„Nehmt euch vor dem Sauerteig der Pharisäer und Sadduzäer in acht“
ALS Jesus Christus diese Worte vor über neunzehnhundert Jahren äußerte, warnte er seine Jünger vor schädlichen religiösen Lehren und Bräuchen (Matthäus 16:6, 12). In dem Bericht aus Markus 8:15 heißt es zudem: „Nehmt euch vor dem Sauerteig der Pharisäer und dem Sauerteig des Herodes in acht.“ Weshalb wurde Herodes erwähnt? Weil einige Sadduzäer zu der politischen Gruppe der Herodianer gehörten.
Aus welchem Grund war eine solche besondere Warnung erforderlich? Waren denn nicht sowohl die Pharisäer als auch die Sadduzäer erklärte Gegner Jesu? (Matthäus 16:21; Johannes 11:45-50). Das waren sie in der Tat. Doch einige von ihnen würden später das Christentum annehmen und dann versuchen, der Christenversammlung ihre Vorstellungen aufzudrängen (Apostelgeschichte 15:5).

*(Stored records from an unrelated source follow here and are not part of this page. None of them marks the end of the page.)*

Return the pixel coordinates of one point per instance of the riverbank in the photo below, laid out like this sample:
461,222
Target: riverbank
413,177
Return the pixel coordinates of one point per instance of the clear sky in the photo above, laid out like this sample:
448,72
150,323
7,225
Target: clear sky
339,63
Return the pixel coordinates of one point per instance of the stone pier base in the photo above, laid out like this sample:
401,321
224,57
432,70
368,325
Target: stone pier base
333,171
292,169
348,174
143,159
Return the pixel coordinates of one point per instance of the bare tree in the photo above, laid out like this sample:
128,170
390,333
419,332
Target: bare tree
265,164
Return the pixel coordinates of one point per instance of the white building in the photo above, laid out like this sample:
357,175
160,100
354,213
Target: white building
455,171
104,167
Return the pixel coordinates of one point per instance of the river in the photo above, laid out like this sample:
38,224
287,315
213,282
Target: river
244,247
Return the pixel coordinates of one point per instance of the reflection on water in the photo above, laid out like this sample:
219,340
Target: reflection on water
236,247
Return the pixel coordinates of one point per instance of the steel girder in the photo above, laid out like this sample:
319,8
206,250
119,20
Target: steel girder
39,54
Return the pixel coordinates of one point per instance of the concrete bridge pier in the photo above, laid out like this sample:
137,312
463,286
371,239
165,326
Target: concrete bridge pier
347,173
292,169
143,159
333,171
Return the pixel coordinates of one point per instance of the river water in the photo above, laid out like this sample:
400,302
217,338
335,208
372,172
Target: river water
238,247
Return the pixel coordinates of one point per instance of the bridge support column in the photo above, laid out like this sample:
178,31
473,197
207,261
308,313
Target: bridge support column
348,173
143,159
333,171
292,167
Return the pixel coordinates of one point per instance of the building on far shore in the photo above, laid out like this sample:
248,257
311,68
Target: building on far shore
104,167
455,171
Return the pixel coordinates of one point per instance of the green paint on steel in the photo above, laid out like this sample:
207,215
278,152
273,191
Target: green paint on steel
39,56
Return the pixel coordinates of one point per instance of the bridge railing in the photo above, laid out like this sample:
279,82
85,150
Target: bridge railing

Auch bestand die Gefahr, daß die Jünger selbst jene religiösen Führer nachahmen könnten, unter deren Einfluß sie erzogen worden waren. Allein auf Grund der Tatsache, daß sie aus einem derartigen religiösen Umfeld stammten, fiel es ihnen mitunter schwer, den Sinn der Lehren Jesu zu erfassen.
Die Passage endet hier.